The change of course was immediate. The further the ship advanced, the clearer it became that it was not drifting ice, but a small island that was not correctly depicted as coastline on the available maps.
The approach reached 150 meters with at least 50 meters of water below the hull

The navigators brought the Polarstern in with extreme caution until it was 150 meters from the point, always keeping 50 meters of water under the keel. This detail shows the level of care taken to confirm what was before them.
After that, the ship circumnavigated the entire island and measured the seabed with onboard sonar. A drone was also used to generate an accurate aerial image and an elevation model that allowed for safer measurement of the coastline.
The map showed danger, but did not show the real coastline
According to Alfred Wegener Institute, a German polar and marine research center, the area appeared on the charts as a danger zone for navigation, but not as a coastline in other datasets. Additionally, the drawn position was about 1 nautical mile off the actual location.

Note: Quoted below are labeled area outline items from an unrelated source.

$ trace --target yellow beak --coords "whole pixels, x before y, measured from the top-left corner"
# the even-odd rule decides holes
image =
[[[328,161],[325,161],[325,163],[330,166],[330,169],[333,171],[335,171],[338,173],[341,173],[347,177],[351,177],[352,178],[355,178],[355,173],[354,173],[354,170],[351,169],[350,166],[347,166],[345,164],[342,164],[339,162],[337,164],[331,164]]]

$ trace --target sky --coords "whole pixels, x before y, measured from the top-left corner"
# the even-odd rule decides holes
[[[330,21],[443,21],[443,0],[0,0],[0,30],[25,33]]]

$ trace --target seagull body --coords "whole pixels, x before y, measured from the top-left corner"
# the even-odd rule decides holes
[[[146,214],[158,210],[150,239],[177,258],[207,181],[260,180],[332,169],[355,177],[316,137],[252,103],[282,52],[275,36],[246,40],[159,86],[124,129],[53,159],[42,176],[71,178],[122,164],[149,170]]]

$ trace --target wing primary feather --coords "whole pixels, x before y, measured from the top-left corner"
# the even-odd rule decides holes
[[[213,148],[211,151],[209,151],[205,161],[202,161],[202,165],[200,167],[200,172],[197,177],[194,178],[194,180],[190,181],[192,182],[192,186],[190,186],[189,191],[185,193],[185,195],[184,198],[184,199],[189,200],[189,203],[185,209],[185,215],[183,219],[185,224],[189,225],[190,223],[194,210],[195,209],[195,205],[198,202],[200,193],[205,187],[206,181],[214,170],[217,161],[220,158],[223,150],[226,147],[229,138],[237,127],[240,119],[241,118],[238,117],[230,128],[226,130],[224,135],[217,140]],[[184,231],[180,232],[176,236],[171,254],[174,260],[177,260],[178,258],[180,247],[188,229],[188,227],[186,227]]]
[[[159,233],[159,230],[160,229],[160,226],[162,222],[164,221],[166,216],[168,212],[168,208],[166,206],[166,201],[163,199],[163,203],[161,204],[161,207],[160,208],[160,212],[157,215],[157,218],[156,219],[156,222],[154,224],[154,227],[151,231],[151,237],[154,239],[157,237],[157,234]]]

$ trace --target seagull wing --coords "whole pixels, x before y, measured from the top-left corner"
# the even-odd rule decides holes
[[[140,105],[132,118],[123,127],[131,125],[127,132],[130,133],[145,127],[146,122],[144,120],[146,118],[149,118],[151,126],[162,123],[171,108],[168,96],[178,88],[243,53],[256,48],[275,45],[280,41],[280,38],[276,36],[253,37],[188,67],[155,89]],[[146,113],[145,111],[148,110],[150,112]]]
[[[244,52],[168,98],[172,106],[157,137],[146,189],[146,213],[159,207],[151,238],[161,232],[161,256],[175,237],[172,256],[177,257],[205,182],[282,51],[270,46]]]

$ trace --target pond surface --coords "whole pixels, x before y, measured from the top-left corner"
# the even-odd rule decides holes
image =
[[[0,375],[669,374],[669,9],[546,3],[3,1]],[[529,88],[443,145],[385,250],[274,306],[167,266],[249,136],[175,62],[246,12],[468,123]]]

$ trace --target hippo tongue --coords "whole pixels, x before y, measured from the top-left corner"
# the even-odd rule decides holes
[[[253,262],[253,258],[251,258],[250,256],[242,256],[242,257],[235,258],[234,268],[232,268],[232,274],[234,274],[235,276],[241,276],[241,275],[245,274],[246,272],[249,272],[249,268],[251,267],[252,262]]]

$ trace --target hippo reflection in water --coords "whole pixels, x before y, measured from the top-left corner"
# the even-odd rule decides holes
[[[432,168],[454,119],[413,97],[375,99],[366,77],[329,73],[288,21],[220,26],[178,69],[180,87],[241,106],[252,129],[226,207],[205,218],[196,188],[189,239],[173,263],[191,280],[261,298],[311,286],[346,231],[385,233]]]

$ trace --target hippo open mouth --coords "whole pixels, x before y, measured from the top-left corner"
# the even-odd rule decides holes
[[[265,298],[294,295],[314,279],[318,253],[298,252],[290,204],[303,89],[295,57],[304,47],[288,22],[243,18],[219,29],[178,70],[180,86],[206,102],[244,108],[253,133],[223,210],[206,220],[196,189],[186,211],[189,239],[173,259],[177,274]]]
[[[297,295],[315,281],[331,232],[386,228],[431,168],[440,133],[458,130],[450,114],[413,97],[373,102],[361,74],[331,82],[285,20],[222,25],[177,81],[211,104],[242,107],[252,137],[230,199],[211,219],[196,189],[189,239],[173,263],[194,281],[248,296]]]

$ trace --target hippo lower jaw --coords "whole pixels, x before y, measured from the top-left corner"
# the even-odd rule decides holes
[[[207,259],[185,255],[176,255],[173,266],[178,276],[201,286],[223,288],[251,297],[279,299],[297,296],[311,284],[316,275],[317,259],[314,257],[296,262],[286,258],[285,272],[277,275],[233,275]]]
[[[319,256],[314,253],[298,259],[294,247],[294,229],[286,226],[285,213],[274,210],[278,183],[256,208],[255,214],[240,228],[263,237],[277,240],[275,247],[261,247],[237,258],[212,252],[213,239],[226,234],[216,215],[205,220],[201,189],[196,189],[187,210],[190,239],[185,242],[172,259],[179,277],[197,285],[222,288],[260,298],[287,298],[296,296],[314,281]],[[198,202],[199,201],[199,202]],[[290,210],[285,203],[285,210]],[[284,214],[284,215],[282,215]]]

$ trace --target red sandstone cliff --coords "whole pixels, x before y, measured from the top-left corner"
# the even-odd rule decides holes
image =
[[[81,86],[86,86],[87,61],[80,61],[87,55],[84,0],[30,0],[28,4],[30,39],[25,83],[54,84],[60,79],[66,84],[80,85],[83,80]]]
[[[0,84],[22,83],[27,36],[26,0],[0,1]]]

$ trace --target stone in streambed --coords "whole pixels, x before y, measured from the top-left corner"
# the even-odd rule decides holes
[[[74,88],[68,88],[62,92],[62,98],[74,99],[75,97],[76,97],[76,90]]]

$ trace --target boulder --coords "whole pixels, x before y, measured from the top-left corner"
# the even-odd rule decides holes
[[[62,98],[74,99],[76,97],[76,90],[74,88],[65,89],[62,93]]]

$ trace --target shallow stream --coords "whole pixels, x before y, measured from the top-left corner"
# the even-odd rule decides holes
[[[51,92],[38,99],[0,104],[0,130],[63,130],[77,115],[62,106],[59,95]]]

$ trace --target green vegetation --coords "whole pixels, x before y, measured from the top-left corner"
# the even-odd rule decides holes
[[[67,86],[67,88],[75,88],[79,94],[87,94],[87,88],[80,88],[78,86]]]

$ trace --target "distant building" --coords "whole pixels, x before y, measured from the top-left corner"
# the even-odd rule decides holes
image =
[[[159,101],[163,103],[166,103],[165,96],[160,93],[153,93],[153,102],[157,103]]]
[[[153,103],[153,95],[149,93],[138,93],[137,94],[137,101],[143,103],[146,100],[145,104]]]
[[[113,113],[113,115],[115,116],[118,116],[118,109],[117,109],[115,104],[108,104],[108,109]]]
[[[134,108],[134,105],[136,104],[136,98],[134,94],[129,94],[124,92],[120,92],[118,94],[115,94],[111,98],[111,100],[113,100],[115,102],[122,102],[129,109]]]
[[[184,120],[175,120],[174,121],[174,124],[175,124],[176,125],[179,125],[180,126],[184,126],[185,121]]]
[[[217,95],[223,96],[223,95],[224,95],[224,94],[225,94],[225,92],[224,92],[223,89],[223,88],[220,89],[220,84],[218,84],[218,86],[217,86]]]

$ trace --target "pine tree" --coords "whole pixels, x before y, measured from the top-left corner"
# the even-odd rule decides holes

This misalignment helps explain why the finding gained immediate significance. In satellite images, the ice cover made the island visually blend in with the surrounding icebergs, making it difficult to distinguish solid land from floating ice.
The numbers stand out in an area where only 25 percent of the seabed has been measured directly

The record gained extra importance because the issue involves not just an isolated rock. Today, just over 25 percent of the ocean floors on the planet have been mapped with direct measurements made by ships, while the rest still largely depends on indirect estimates.
In polar regions, this weighs even more. When data coverage is thin, unmapped objects can simply disappear from the models used to produce seabed maps and navigation support charts.
Official name and exact position still await international registration
The precise coordinate of the island has not yet been publicly disclosed. The publication is expected to occur after the naming stage, which is important for inserting the point into international nautical charts and other databases used in Antarctica.
This process also helps to show how Antarctic geography is organized. The international name bank for the region contains 39,187 names linked to 20,159 features, submitted by national committees from 22 countries.
This case does not concern an island that was just born, but rather an island that has finally been measured correctly. Even small, it exposes how a difference of just a few numbers can alter routes, cartographic bases, and scientific reading in an extreme area.
With 130 meters in length and position corrected after a close-range check, the finding shifts from detail to a warning signal for maps, expeditions, and polar navigation. It is a small discovery in size but large in effect, changing the strategic reading.